On Jan. 6, an armed mob of hundreds of Trump supporters stormed the Capitol where lawmakers were set to certify the results of the U.S. presidential election, which President Joe Biden had won. Five people died in the riots, including a Capitol Police officer.

It was no “normal tourist visit,” as Republican Rep. Andrew Clyde (Ga.) had tried to describe the events during a committee hearing on the insurrection in May.

House Speaker Nancy Pelosi called Jan. 6 “one of the darkest days in our nation’s history.”

Meanwhile, Senate Republicans blocked the creation of a bipartisan commission to investigate the attack. In response, the majority Democratic House voted last week to create a select committee to investigate “the facts, circumstances and causes relating to the domestic terrorist attack on the Capitol.”

Several lawmakers have spoken out publicly about the violence and trauma of living through the attack.
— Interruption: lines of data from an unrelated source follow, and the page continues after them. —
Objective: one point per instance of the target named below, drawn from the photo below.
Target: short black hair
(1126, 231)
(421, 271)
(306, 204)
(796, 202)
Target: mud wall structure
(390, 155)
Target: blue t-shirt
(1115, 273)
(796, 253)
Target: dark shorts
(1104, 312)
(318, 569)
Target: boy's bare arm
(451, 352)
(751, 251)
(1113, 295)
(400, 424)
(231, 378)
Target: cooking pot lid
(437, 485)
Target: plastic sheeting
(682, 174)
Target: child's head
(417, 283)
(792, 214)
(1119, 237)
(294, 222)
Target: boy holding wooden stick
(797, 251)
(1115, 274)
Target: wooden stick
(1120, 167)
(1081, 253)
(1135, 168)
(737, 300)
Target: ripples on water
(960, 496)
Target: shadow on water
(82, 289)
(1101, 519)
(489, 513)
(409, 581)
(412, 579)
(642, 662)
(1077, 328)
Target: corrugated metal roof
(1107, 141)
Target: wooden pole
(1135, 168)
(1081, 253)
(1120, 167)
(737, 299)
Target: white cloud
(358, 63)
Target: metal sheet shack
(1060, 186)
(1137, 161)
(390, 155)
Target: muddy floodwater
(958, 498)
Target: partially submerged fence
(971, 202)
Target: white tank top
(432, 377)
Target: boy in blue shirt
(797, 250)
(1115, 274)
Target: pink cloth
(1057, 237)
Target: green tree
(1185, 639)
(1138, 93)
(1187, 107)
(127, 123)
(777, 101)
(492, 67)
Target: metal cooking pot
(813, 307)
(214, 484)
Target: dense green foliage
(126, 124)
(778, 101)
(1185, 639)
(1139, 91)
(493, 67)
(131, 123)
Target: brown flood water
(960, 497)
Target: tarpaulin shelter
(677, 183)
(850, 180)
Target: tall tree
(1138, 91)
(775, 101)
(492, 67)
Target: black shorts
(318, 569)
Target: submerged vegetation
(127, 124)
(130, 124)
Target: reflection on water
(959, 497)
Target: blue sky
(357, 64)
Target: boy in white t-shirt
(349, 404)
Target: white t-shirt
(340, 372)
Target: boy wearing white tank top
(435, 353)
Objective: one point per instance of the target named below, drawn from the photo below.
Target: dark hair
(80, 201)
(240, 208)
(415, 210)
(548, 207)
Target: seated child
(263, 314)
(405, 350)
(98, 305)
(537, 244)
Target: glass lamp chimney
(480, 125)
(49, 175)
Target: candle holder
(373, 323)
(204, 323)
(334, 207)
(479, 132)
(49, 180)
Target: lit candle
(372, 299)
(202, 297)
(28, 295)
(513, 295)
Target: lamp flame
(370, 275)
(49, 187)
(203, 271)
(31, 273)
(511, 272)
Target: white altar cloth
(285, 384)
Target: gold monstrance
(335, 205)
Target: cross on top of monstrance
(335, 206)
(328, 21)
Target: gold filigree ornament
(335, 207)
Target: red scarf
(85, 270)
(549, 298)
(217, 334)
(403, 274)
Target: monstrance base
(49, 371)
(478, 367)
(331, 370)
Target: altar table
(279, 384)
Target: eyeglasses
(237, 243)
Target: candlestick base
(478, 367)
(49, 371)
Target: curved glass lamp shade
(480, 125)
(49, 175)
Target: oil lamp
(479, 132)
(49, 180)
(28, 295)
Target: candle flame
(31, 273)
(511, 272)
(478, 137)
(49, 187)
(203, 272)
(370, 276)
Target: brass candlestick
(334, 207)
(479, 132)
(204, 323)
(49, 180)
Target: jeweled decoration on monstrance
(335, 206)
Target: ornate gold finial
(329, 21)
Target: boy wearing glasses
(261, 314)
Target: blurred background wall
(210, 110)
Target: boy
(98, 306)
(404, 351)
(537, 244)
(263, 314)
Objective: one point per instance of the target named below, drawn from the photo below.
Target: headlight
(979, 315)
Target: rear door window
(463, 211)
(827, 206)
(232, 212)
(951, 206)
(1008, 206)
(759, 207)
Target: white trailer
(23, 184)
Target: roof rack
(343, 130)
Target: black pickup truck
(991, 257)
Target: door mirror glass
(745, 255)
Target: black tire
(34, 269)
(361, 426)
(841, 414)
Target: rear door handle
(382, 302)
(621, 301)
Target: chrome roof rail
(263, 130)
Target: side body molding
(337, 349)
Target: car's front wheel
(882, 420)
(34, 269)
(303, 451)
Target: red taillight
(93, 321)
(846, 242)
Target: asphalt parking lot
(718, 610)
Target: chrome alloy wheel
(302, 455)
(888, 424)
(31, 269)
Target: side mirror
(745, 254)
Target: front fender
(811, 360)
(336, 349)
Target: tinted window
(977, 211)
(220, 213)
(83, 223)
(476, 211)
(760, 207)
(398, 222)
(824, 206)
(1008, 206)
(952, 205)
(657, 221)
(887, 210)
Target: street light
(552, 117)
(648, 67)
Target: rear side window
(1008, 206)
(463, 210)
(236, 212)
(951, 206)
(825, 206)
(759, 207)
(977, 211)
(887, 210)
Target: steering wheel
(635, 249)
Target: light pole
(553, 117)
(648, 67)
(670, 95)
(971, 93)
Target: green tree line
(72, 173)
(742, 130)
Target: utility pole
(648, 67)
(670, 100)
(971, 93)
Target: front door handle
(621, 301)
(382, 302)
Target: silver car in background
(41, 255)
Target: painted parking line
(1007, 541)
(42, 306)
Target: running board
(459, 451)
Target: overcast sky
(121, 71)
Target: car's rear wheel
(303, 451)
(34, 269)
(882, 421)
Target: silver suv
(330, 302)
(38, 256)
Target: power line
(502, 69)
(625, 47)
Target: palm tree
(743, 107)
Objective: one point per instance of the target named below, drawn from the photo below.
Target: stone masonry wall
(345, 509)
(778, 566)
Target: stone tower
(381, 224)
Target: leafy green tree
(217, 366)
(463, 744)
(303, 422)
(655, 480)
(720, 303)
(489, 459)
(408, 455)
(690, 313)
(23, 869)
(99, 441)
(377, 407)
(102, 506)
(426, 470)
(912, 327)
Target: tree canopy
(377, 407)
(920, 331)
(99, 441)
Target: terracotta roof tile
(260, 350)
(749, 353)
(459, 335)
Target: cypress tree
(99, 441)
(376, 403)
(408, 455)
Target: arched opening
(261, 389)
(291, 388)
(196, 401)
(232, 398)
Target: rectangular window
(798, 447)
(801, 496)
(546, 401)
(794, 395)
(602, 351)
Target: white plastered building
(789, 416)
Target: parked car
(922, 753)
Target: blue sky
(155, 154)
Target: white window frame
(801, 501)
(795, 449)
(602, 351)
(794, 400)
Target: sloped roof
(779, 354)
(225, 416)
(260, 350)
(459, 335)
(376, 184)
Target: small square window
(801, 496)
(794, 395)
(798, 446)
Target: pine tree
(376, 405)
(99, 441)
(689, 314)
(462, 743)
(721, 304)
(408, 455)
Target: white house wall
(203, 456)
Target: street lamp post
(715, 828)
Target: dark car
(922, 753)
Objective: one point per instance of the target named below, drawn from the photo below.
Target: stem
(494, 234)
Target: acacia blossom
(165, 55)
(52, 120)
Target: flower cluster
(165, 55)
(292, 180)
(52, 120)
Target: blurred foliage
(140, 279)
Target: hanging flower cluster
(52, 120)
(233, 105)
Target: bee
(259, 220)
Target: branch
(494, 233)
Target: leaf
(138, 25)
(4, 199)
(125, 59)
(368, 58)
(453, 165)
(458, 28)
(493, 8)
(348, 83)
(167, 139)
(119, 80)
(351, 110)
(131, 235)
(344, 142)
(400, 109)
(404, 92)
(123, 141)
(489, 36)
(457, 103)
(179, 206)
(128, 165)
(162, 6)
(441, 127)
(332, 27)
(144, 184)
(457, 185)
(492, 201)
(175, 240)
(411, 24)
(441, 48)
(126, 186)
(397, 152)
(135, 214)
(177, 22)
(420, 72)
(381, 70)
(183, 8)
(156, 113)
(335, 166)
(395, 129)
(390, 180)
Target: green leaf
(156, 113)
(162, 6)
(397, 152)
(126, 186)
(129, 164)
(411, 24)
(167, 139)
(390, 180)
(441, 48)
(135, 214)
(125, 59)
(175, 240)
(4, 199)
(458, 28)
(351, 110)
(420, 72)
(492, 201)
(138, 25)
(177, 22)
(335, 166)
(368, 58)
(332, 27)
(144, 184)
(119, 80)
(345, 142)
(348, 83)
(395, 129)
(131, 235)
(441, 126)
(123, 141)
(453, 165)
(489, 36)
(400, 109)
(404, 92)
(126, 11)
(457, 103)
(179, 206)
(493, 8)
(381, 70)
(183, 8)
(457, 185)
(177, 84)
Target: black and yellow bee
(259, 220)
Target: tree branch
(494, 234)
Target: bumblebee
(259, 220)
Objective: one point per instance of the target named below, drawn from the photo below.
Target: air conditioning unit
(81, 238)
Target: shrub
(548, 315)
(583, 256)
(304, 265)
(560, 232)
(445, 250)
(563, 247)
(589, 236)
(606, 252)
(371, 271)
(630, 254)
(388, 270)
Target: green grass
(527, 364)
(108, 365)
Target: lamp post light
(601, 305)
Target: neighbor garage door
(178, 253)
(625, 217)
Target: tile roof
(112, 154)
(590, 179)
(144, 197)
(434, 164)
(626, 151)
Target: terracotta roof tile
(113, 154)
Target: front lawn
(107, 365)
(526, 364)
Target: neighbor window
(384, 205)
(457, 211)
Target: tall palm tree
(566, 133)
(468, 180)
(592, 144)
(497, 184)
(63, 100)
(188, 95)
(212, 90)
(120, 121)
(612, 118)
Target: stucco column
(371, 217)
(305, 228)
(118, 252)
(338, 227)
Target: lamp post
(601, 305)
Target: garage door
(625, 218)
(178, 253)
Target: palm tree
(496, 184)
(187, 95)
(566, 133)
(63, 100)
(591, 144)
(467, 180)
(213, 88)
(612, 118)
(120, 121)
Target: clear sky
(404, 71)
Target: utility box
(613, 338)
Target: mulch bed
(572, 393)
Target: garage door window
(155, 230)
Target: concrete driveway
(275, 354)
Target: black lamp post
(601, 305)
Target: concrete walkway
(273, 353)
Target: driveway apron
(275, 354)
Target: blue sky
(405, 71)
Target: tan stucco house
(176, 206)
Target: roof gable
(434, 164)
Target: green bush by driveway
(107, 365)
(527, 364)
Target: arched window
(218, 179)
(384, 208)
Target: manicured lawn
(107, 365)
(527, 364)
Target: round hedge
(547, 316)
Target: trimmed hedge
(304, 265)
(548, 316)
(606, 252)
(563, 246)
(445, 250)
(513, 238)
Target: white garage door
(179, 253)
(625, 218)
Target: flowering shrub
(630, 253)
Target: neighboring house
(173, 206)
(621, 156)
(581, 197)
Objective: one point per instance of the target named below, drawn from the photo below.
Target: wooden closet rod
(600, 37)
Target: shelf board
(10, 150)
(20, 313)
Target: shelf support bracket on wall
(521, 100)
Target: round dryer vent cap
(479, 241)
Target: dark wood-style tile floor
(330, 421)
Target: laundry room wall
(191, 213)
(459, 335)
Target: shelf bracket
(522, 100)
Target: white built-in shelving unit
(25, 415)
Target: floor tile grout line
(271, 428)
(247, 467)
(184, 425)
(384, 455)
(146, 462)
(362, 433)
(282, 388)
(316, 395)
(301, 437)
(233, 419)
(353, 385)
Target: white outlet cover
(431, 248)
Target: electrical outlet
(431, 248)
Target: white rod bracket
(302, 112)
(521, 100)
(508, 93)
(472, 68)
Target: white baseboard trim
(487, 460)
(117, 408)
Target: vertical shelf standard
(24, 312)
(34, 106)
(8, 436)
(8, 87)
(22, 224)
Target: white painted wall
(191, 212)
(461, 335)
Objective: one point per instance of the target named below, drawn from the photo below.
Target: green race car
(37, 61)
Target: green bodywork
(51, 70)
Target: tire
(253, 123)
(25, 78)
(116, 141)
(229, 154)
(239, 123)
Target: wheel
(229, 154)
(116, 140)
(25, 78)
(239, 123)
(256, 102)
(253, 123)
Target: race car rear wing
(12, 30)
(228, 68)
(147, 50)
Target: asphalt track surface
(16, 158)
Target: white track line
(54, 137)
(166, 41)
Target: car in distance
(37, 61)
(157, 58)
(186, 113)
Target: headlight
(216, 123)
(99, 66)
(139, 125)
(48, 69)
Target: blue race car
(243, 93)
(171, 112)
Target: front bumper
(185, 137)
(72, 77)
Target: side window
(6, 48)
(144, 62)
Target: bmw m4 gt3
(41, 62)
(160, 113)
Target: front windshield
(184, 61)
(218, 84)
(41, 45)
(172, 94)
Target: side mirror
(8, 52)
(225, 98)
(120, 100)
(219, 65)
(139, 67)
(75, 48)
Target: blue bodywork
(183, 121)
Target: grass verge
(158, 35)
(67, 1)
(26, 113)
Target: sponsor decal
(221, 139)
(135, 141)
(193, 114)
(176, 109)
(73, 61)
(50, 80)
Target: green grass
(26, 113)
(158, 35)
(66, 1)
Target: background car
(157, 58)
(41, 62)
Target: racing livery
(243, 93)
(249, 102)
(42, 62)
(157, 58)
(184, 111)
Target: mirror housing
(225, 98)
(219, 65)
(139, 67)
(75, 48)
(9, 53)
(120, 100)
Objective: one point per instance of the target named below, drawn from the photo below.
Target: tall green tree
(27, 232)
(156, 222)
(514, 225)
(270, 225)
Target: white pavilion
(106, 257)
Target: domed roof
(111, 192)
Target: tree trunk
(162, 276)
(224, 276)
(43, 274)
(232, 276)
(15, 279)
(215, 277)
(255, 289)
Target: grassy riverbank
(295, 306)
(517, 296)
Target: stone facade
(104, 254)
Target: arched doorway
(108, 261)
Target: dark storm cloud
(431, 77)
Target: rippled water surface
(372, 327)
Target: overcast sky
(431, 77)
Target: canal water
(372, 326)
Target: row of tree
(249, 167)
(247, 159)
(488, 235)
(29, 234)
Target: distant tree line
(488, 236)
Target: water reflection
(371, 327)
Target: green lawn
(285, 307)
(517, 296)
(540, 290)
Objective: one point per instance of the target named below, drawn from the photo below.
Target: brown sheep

One month after the insurrection, Rep. Jason Crow (D-Colo.), who served in the U.S. Army, recalled being in the gallery of the House on Jan. 6 and getting notifications that the Capitol had been overrun and that “rioters were everywhere.” Crow said he’d never imagined he’d be back in a situation where he’d be “fearful for my life,” as he had been in the Army.

Rep. Alexandria Ocasio-Cortez (D-N.Y.) recalled the “extremely traumatizing” events of Jan. 6 and thinking she was “going to die” that day.

“We cannot move on without accountability,” the lawmaker said earlier this year. “We cannot heal without accountability.”